Die Jungen und Mädchen gingen zu Fuß zur Kirche und zur Schule, Fahrräder hatten nur die wenigsten. „Und die jüngeren Geschwister trugen die Kleider der älteren, wenn sie diesen nicht mehr passten“, erzählt Josef Schmergal.

In dieser Zeit machten sich die Eltern keine großen Gedanken, in welchem Restaurant sie zur Erstkommunion essen gehen sollten, welche Kommuniongeschenke ihre lieben Kleinen gerne hätten und wie viele Gäste zur Feier eingeladen werden sollten. Josef Schmergal: „Nein, alles ging den normalen, zur damaligen Zeit machbaren Weg.“

Zu Fuß zur Kirche

Die Eltern und Kinder liefen am Erstkommuniontag zu Fuß zur Kirche, gegessen wurde zu Hause, eingeladen wurden Oma, Opa und die Taufpaten. Als Geschenke gab es ein Gebetbuch, einen Rosenkranz und einen Weihwasserbehälter, eventuell noch ein Kreuz. „Aber das nicht für das eigene Zimmer, denn das hatten die Kinder in fast allen Fällen sowieso nicht“, so Schmergal weiter.

Renate Buchgeister weiß noch genau, wie der Tag in ihrer Familie begangen wurde: „Nach der Messe gingen wir nach Hause, wo ein Frühstück auf uns wartete. Denn man musste bis zur Kommunion nüchtern bleiben.“ Zum Mittagessen gab es Hühnersuppe, Kartoffeln, Schweinebraten und Erbsen mit Möhren. Danach noch einen leckeren Pudding.“ Um 14 Uhr, nach dem Kaffeetrinken, mussten die Kommunionkinder zur Dankandacht und am nächsten Morgen nach einer Messe um 9 Uhr wurde in Pastors Garten ein Gruppenfoto von allen Kindern gemacht.

Als Lippramdorfer Kinder nach Kriegsende in einer Wehrmachtsbaracke Erstkommunion feierten

Eine aus Holz ausgeschnittene 70 behängte Papierkünstlerin Barbara Große-Vorholt aus Dorsten-Lembeck mit dekorativen Anhängern, gefaltet aus alten Gebetbuch-Seiten. © Foto Schrief

„Es ist eine Gnade und es ist wunderbar, dass Sie heute dieses besondere Ereignis feiern können“, begrüßt Pfarrer André Pollmann die Feiernden zum Gottesdienst.

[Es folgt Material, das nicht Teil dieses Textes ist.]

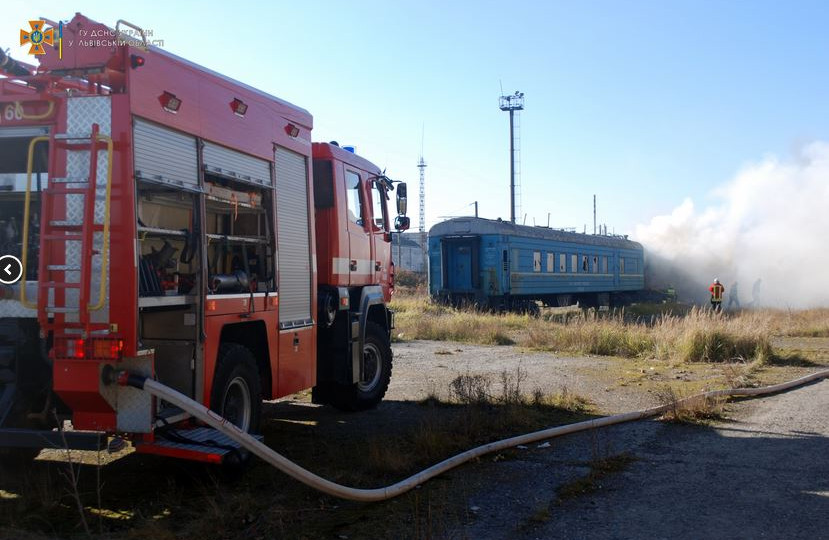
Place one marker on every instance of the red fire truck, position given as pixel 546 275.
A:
pixel 181 225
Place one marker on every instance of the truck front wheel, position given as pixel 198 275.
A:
pixel 237 391
pixel 377 365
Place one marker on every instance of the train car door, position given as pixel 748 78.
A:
pixel 461 269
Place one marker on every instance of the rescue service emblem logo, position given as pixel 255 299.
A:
pixel 37 37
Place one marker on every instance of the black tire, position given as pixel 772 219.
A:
pixel 378 365
pixel 237 387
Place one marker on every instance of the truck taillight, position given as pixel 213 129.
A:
pixel 109 349
pixel 75 348
pixel 96 349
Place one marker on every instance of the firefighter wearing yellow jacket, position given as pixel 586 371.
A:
pixel 717 291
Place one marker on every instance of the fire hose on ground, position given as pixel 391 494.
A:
pixel 203 414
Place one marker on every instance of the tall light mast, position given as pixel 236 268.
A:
pixel 512 103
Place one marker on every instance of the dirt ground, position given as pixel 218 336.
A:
pixel 535 492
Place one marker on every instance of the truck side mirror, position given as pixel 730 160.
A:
pixel 401 199
pixel 401 223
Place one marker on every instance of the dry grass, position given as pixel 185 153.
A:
pixel 697 335
pixel 690 409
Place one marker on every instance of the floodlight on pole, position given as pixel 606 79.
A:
pixel 512 103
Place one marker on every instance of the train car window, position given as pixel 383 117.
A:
pixel 355 207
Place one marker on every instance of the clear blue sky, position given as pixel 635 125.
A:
pixel 643 103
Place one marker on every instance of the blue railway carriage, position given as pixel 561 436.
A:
pixel 501 265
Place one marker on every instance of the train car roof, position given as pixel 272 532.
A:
pixel 471 225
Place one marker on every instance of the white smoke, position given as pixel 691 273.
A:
pixel 771 224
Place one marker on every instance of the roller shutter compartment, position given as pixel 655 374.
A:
pixel 294 242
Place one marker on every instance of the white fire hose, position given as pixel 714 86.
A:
pixel 305 476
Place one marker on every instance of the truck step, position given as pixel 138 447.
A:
pixel 73 137
pixel 70 180
pixel 64 237
pixel 57 309
pixel 199 444
pixel 62 224
pixel 59 285
pixel 78 190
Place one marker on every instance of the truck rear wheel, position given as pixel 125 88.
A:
pixel 377 365
pixel 237 390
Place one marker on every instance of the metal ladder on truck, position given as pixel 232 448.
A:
pixel 55 273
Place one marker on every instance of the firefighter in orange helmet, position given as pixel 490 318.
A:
pixel 717 291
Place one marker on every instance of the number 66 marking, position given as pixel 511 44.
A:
pixel 13 111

Pastoralreferentin Veronika Bücker erinnerte daran, dass der Empfang der Erstkommunion eigentlich zunächst für jeden etwas Intimes sei, weil jeder für sich erst einmal herausfinden müsse, wie er seinen Weg im Glauben an Christus tatsächlich weitergehe. „Wir sind sehr dankbar für die eindrucksvolle Gestaltung der Messe“, sagt Josef Schmergal. Und ebenso dankbar, diesen Tag gemeinsam und vor allem in einer Zeit des Friedens feiern zu können. Hans Nienhaus brachte das in der Dekoration für die Kirche zum Ausdruck: Eine 70 aus Holz war bestückt mit Anhängern aus gefalteten Gebetsbuchseiten, eine Wurzel dokumentierte die tiefe Bindung zum Glauben und ein Foto erinnerte an das denkwürdige Ereignis vor 70 Jahren.

Messgebete in Latein

Nach dem Kommunionsonntag 1949 durften die Jungen übrigens Messdiener werden (Mädchen waren am Altar nicht zugelassen). Die Jungs mussten allerdings erst alle Messgebete in Latein lernen und durften erst Messe dienen, wenn sie alle lateinischen Gebete auch ins Deutsche übersetzen konnten.